Riley esitò per un momento, all’atto di entrare nell’edificio del BAU, chiedendosi se fosse davvero pronta ad affrontare tutti quel giorno.

Non aveva chiuso occhio la notte precedente, ed era davvero stanca. La sensazione di terrore che l’aveva tenuta sveglia per tutta la notte aveva assorbito totalmente l’adrenalina, finché non ne era rimasta priva. Ora, si sentiva proprio svuotata.

Riley fece un respiro profondo.

E’ la sola via d’uscita.

Raccolse le idee ed entrò nell’affollato labirinto, popolato da agenti dell’FBI, da specialisti scientifici e dal personale di supporto.

Mentre attraversava la zona delle postazioni di lavoro, tutti sollevarono lo sguardo dal computer. Molti le sorrisero, e non pochi le mostrarono il pollice alto.

Riley iniziò lentamente a sentirsi contenta di aver deciso di andare lì. Aveva bisogno di tirarsi su il morale.

“Ben fatto con il Killer delle Bambole” un giovane agente esclamò.

A Riley occorsero un paio di secondi per comprendere che cosa intendesse. Poi, comprese che il “Killer delle Bambole” doveva essere il nuovo soprannome di Dirk Monroe, lo psicopatico che aveva appena catturato. Il soprannome aveva senso.

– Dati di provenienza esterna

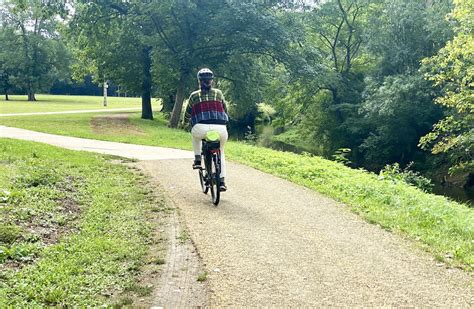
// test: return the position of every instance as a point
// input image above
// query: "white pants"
(199, 131)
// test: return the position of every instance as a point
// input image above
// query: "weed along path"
(270, 242)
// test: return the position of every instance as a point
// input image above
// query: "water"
(462, 195)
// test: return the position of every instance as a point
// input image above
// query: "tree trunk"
(178, 104)
(31, 96)
(147, 112)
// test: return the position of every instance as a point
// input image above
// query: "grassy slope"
(56, 103)
(100, 209)
(443, 227)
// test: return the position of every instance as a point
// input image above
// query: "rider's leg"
(223, 136)
(198, 132)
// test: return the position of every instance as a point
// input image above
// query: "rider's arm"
(224, 103)
(187, 113)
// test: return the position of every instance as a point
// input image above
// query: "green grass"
(56, 103)
(74, 227)
(441, 226)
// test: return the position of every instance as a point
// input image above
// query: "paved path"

Riley notò anche un’espressione più dubbiosa sui volti di alcuni dei colleghi, che la guardavano. Senza dubbio, avevano saputo dell’incidente a casa sua, la notte scorsa, quando un’intera squadra si era precipitata sul posto, dopo che lei aveva dato l’allarme.

Probabilmente si chiedono se sono in me, pensò. Per quanto ne sapesse, nessun altro al Bureau credeva che Peterson fosse ancora vivo.

Riley si fermò davanti alla scrivania di Sam Flores, un tecnico di laboratorio con un paio di occhiali con montatura scura, impegnato al computer.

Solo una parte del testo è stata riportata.